The KernelFunction class provides a copyable, value-semantic wrapper around kernel implementations:
class KernelFunction {
public:
    explicit KernelFunction(std::unique_ptr<Kernel> impl);

    [[nodiscard]]
    double operator()(const Vector& x,
                      const Vector& y) const noexcept;

    [[nodiscard]]
    bool valid() const noexcept;
};
This design allows kernels to be passed by value while maintaining polymorphic behavior.

RKHS kernels

MLPP provides three standard reproducing kernel Hilbert space (RKHS) kernels:

Linear kernel

The simplest kernel corresponds to the identity feature map in ℝⁿ:
k(x, y) = ⟨x, y⟩
#include <MLPP/Supervised Learning/Classifiers/SVM/Kernel/rkhs_kernels.hpp>

using namespace mlpp::classifiers::kernel;

LinearKernel kernel;
double similarity = kernel(x, y);
The linear kernel is equivalent to standard linear SVM but expressed in the dual formulation.

Polynomial kernel

The polynomial kernel generates a finite-dimensional RKHS whose dimension grows combinatorially with the degree:
k(x, y) = (γ⟨x, y⟩ + c)^d
PolynomialKernel kernel(
    0.1,    // gamma: scaling factor
    1.0,    // coef0: bias term
    3       // degree: polynomial order
);
Parameters:
  • gamma (γ): Controls the influence of individual features
  • coef0 (c): Allows trading off higher-order vs lower-order terms
  • degree (d): Polynomial degree; higher values increase model capacity

RBF kernel (Gaussian)

The radial basis function kernel induces an infinite-dimensional, separable RKHS and is universally consistent under mild conditions:
k(x, y) = exp(-γ‖x - y‖²)
RBFKernel kernel(0.5);  // gamma parameter
Parameter selection:
  • Small γ: Smooth decision boundaries (high bias)
  • Large γ: Complex decision boundaries (high variance)
  • Rule of thumb: γ = 1 / (n_features × variance(X))
The RBF kernel can overfit when γ is too large.

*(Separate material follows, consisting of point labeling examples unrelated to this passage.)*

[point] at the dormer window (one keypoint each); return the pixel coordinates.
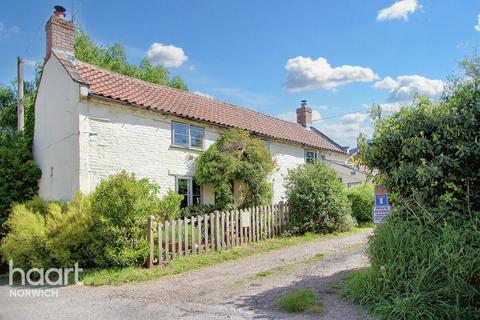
(311, 156)
(188, 136)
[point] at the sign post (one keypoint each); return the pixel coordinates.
(382, 208)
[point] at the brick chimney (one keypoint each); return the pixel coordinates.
(60, 33)
(304, 115)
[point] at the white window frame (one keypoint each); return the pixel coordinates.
(189, 136)
(267, 144)
(316, 156)
(190, 189)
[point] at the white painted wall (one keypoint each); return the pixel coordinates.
(115, 137)
(287, 156)
(55, 144)
(87, 140)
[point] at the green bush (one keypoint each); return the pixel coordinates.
(421, 272)
(120, 207)
(237, 156)
(426, 258)
(317, 200)
(51, 237)
(18, 173)
(362, 200)
(198, 209)
(303, 300)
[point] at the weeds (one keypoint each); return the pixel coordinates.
(303, 300)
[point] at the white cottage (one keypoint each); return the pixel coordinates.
(91, 123)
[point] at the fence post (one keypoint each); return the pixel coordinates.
(160, 241)
(217, 230)
(281, 211)
(150, 240)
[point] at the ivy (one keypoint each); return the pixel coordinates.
(237, 156)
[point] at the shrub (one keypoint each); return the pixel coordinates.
(362, 200)
(18, 173)
(25, 242)
(170, 206)
(70, 232)
(120, 207)
(421, 272)
(317, 200)
(426, 258)
(198, 209)
(237, 157)
(51, 237)
(303, 300)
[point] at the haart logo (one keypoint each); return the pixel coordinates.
(38, 277)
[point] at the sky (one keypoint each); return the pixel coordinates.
(341, 56)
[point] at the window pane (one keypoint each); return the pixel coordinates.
(197, 198)
(180, 137)
(196, 137)
(182, 189)
(310, 156)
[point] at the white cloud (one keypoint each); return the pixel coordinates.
(399, 10)
(5, 32)
(393, 106)
(345, 134)
(386, 83)
(303, 74)
(356, 117)
(166, 55)
(206, 95)
(291, 116)
(405, 87)
(30, 63)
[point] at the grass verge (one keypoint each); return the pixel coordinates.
(303, 300)
(183, 264)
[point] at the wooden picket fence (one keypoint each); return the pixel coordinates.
(214, 231)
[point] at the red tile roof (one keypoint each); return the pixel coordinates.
(107, 84)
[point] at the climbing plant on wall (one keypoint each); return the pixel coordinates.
(237, 156)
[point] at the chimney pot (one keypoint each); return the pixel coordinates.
(304, 114)
(60, 33)
(59, 12)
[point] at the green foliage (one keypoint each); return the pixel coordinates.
(198, 209)
(113, 58)
(317, 200)
(428, 154)
(362, 200)
(426, 258)
(170, 206)
(25, 243)
(303, 300)
(51, 237)
(236, 157)
(18, 172)
(120, 207)
(421, 272)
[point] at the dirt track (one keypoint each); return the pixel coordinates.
(227, 291)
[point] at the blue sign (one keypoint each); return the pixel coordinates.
(381, 199)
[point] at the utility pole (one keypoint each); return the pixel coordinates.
(20, 93)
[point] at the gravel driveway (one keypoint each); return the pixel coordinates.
(226, 291)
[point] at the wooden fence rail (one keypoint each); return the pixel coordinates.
(214, 231)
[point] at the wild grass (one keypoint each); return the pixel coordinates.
(275, 271)
(420, 272)
(303, 300)
(183, 264)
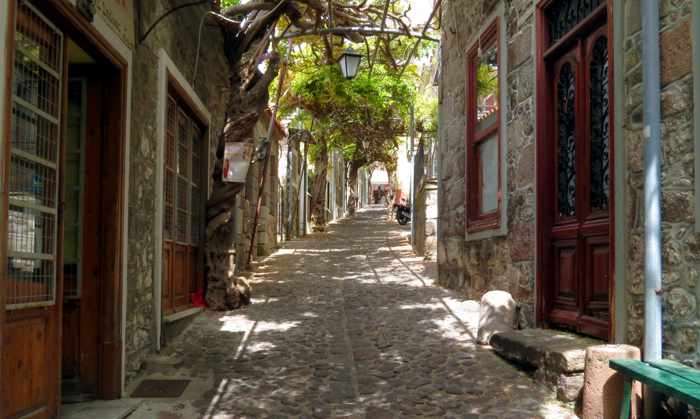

Always validate performance on held-out data.

Kernel caching

The KernelCache class precomputes and stores the Gram matrix K where K_ij = k(x_i, x_j):
namespace mlpp::classifiers::kernel {

class KernelCache {
public:
    KernelCache(const std::vector<Vector>& data,
                KernelFunction kernel);

    // Access single entry (lazy evaluation)
    [[nodiscard]]
    double operator()(std::size_t i, std::size_t j) const;

    // Access full Gram matrix (ensures all computed)
    [[nodiscard]]
    const Matrix& gram_matrix() const;

    // Force computation of all entries
    void precompute() const;

    [[nodiscard]]
    std::size_t size() const noexcept;
};

}

Usage example

std::vector<Vector> training_data = load_data();
RBFKernel rbf(0.5);

KernelCache cache(training_data, KernelFunction(
    std::make_unique<RBFKernel>(rbf)
));

// Lazy evaluation: computed on first access
double k_ij = cache(i, j);

// Precompute all entries for training
cache.precompute();

Symmetry exploitation

The cache exploits kernel symmetry (K_ij = K_ji) to avoid redundant computation:
// Both calls return the same stored value
double a = cache(5, 10);
double b = cache(10, 5);  // No recomputation

Performance considerations

Memory usage

The Gram matrix requires O(n²) storage where n is the number of training samples. For large datasets:
  • Consider using approximate kernel methods
  • Use sparse kernel representations for low-rank kernels
  • Apply sampling or mini-batch strategies

Computation

Kernel evaluation dominates SVM training time:
  • Linear kernel: O(d) per evaluation, d = feature dimension
  • Polynomial kernel: O(d) per evaluation
  • RBF kernel: O(d) per evaluation
Precomputing the full Gram matrix is O(n²d), beneficial when n is moderate and multiple optimization passes are needed.

Kernel composition

Kernels can be composed to create custom similarity measures. The kernel property is preserved under:
  1. Addition: k(x, y) = k₁(x, y) + k₂(x, y)
  2. Scaling: k(x, y) = α·k₁(x, y) for α > 0
  3. Product: k(x, y) = k₁(x, y)·k₂(x, y)
class SumKernel : public Kernel {
    std::unique_ptr<Kernel> k1_, k2_;
public:
    SumKernel(std::unique_ptr<Kernel> k1,
              std::unique_ptr<Kernel> k2)
        : k1_(std::move(k1)), k2_(std::move(k2)) {}

    double operator()(const Vector& x,
                     const Vector& y) const noexcept override {
        return (*k1_)(x, y) + (*k2_)(x, y);
    }

    std::unique_ptr<Kernel> clone() const override {
        return std::make_unique<SumKernel>(
            k1_->clone(), k2_->clone()
        );
    }
};

Integration with SVM

Kernels are provided to the SVM constructor and managed through the kernel cache:
using namespace mlpp::classifiers::kernel;

std::vector<Vector> X_train = load_features();
Eigen::VectorXd y_train = load_labels();

SVM svm(
    X_train,
    y_train,
    KernelFunction(std::make_unique<RBFKernel>(0.5)),
    1.0  // C parameter
);

svm.fit();
During training, the SVM automatically uses kernel caching to accelerate the SMO optimization algorithm.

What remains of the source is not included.